How do you eat an elephant? One small bite at a time. This encapsulates why an agile, iterative approach to data warehousing substantially improves the opportunity for success because it enables rapid delivery of early value. It equips development teams to understand business problems directly from those experiencing them. And it provides the headroom to fail fast and learn from easily-rectifiable mistakes.
Back in the gnarly old days, data warehousing projects often earned themselves an unsavoury reputation. There are a few reasons for that, among them the simple novelty of an idea which needed time to mature. Another is the typical approach: a ‘big bang’, waterfall-style, all-in style, but one which was overly prescriptive and as such, a fundamentally flawed way of achieving the set goal. It was an attempt to boil the ocean. Or swallow the elephant whole.
These days, things have changed (well, some things have – some of our clients must still use the term ‘data warehouse’ sparingly for fear of opening old wounds). Data is widely recognised for its value. Data warehouses are accepted as an essential foundation to enable analytics and information to flow from data. And the way data warehouses are built has changed. Let’s see how and why.
DevOps before it was DevOps
One of the driving forces behind the development of our data warehouse automation tool WhereScape RED was recognition of a simple principle: you don’t know what you don’t know. Our founders realised that the only way to be successful with a data warehouse is to accept that it will be a voyage of discovery. Like any voyage of discovery, there isn’t a roadmap, much less Google Maps, showing the way.
When exploring, taking steps and making missteps is part of the process. If the delivery cycle is short, with rapid iterations and the establishment of ‘minimal viable product’, you can pivot. As new characteristics are discovered in the data, the trajectory of the project can change. Getting to the eventual outcome isn’t a predetermined, singular path (which, in those gnarly old days, might have been pursued with wishful thinking, blind ambition, blissful ignorance or a combination of any one of the three).
Instead, the route to success is guided by ‘actuals’ as they emerge. What is the nature of the data? What does it include? How can it be used? Where can it be used? What happens when it is combined? Data is like cooking; when you mix multiple ingredients, unexpected flavours can result. Mix various data sources and you can discover the unexpected.

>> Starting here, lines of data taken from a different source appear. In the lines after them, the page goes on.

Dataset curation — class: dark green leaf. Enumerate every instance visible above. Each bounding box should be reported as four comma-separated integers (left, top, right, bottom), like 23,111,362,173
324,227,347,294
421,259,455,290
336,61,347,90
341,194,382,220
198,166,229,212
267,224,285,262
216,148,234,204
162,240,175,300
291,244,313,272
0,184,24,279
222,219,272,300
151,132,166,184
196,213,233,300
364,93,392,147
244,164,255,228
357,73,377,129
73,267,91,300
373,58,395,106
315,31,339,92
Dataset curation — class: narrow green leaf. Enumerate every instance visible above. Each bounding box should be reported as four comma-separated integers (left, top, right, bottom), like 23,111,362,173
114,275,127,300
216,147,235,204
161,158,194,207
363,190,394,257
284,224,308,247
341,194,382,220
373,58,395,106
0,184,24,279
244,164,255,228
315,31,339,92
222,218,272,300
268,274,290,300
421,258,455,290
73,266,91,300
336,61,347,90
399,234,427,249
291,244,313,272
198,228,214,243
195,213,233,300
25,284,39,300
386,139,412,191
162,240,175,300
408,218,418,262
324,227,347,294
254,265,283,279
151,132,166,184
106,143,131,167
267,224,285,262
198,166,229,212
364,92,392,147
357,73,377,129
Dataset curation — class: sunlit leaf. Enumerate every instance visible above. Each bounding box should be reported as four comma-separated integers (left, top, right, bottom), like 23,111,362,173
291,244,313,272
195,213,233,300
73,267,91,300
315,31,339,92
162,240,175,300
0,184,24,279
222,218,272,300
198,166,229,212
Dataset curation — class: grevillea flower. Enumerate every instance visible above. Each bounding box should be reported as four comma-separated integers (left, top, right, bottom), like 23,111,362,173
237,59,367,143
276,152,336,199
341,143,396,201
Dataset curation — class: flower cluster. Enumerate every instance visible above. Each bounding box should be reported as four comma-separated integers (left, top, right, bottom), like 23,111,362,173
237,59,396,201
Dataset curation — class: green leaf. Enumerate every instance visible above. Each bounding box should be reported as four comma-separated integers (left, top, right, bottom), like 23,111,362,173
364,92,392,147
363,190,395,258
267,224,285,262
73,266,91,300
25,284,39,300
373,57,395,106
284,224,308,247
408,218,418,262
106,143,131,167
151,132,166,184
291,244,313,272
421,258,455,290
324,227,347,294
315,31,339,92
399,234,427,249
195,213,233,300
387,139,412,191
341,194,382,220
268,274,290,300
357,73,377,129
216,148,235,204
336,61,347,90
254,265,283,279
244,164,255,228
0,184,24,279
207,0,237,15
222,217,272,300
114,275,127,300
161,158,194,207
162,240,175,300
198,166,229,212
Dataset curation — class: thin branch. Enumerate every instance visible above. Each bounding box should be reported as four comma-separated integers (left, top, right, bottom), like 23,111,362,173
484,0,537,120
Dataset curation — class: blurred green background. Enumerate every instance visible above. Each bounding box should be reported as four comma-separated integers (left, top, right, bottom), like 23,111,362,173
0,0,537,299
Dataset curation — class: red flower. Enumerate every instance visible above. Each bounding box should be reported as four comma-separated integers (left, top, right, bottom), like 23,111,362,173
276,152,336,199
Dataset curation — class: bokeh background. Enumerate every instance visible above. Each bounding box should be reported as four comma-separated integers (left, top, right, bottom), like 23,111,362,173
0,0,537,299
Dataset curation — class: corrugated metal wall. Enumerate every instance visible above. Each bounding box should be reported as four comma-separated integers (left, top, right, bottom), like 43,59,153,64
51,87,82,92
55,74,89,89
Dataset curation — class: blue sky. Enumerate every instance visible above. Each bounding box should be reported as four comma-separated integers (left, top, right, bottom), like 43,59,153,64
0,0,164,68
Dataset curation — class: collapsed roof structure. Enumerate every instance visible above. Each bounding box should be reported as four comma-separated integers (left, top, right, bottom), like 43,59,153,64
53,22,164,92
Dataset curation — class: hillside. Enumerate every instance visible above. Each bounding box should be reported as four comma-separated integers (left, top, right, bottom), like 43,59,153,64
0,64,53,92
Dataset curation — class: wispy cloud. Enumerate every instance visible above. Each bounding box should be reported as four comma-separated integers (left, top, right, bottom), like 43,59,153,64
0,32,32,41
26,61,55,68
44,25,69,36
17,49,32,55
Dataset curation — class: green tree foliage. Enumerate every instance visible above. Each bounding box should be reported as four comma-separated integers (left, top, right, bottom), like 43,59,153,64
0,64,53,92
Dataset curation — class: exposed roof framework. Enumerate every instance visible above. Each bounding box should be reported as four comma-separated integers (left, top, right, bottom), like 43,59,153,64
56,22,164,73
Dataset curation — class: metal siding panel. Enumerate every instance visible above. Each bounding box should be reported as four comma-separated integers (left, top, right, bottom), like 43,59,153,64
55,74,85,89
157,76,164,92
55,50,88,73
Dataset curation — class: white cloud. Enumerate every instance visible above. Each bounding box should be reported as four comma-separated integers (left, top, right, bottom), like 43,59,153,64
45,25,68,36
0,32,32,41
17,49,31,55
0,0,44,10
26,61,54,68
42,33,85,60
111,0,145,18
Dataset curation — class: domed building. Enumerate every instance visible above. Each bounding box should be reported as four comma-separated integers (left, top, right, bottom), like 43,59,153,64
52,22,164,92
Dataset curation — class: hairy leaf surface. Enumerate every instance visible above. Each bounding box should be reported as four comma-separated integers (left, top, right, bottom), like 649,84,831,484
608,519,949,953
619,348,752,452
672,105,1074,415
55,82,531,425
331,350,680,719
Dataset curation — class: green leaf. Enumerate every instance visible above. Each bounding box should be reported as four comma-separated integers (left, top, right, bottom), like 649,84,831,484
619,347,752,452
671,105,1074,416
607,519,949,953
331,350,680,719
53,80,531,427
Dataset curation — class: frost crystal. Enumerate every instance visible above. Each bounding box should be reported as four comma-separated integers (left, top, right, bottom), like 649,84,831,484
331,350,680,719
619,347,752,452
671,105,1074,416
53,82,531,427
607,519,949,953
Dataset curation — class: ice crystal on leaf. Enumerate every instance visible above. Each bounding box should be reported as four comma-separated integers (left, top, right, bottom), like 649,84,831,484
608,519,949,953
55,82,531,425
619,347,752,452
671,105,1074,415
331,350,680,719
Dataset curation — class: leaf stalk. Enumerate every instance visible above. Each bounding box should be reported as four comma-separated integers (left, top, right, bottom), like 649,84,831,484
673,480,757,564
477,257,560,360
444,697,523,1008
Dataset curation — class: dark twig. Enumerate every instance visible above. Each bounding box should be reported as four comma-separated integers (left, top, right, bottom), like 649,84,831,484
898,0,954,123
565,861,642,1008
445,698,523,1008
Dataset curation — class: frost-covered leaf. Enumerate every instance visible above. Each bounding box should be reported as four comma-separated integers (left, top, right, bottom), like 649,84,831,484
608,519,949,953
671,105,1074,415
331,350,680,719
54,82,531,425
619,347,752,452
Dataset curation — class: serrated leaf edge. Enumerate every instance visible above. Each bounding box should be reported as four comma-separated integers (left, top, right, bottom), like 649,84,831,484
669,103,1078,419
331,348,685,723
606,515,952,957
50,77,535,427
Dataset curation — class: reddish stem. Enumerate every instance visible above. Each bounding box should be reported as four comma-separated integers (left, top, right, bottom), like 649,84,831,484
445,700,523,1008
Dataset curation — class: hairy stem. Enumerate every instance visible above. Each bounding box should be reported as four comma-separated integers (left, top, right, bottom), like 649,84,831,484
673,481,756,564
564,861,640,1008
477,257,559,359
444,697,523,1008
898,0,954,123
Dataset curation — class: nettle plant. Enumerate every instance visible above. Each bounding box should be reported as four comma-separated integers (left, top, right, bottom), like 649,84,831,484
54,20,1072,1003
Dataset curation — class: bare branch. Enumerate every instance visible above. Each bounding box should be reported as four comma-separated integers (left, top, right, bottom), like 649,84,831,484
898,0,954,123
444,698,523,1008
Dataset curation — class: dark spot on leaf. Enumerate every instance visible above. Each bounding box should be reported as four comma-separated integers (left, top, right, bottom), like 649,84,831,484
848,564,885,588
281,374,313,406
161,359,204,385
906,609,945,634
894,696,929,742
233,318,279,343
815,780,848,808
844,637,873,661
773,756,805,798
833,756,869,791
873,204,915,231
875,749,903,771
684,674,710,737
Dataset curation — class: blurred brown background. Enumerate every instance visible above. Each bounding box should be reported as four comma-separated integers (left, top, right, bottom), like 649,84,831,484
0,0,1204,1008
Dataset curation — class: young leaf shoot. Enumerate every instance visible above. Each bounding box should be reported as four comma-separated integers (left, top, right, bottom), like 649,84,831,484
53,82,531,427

While this may sound terribly theoretical, and even risky – after all, show us the executive who is willing to commit funds to a project where the end result is known but the route is yet to be defined. This doesn’t change the fact that this is how the best data warehousing successes come about – don’t impose certainty on an evolutionary process. Take East Health as an example: the company’s top brass recognised that it had a data problem and a data opportunity. It set off on a path which would take years, but which has delivered unequivocal value. Senior business analyst Jody Janssen says ‘We’ve realised we had no idea of what was in the systems simply because we had no way of getting it out.’
Only once the project was well underway, using iterative processes, was it possible to fully comprehend the data. And fully comprehend what could be done with it.
Lessons from The Lean Startup
Back in 2011, Eric Ries published The Lean Startup: How Today's Entrepreneurs Use Continuous Innovation to Create Radically Successful Businesses. Quite a title, but the book resonates because it explains how getting value in front of customers as fast as possible is the best way to get them on board. It’s the same with a data warehousing project, particularly in the context of that hangover from failed initiatives in days gone by. When value is rapidly demonstrated, the business gets keen for more.
Instead of focusing excessively on delivering perfection, it shifts to showing what’s possible. That gets people fired up. It provides the best chance of making the greatest number of people happy. It accelerates engagement between developers and the business community (rather than a standoff which can happen in a data warehouse development team seen as a gated community in waterfall projects).
Because the outcome isn’t set in stone, the very people who will use the data warehouse can influence its direction and functions. All along the way, refinements are made, iterative steps are taken (and sometimes walked back if it doesn’t work – at the cost of a few days, rather than months and millions).
The other lesson is to focus on a pressing, important business problem. Do it at the outset. Solve that one pressing issue and you have delivered value. And don’t be overly confident: there’s no point targeting machine learning before the infrastructure is in place. Failing fast in an iterative step is one thing, failing on a major objective another.
Software and people
Tackling a data warehouse project iteratively depends to a large extent on having the right tool. Software like WhereScape RED encourages the method because it has the frameworks and automation built in; there is a certain amount of data plumbing which must be done to enable data to flow. RED works on the Pareto principle: it does 80 percent of the work, so the developer can focus on the 20 percent where the real difference is made (this is how RED makes developers 4 to 10 times more productive).
Approached the right way, data warehousing projects are transformative. They are how the new oil is extracted, refined and turned into fuel for your business.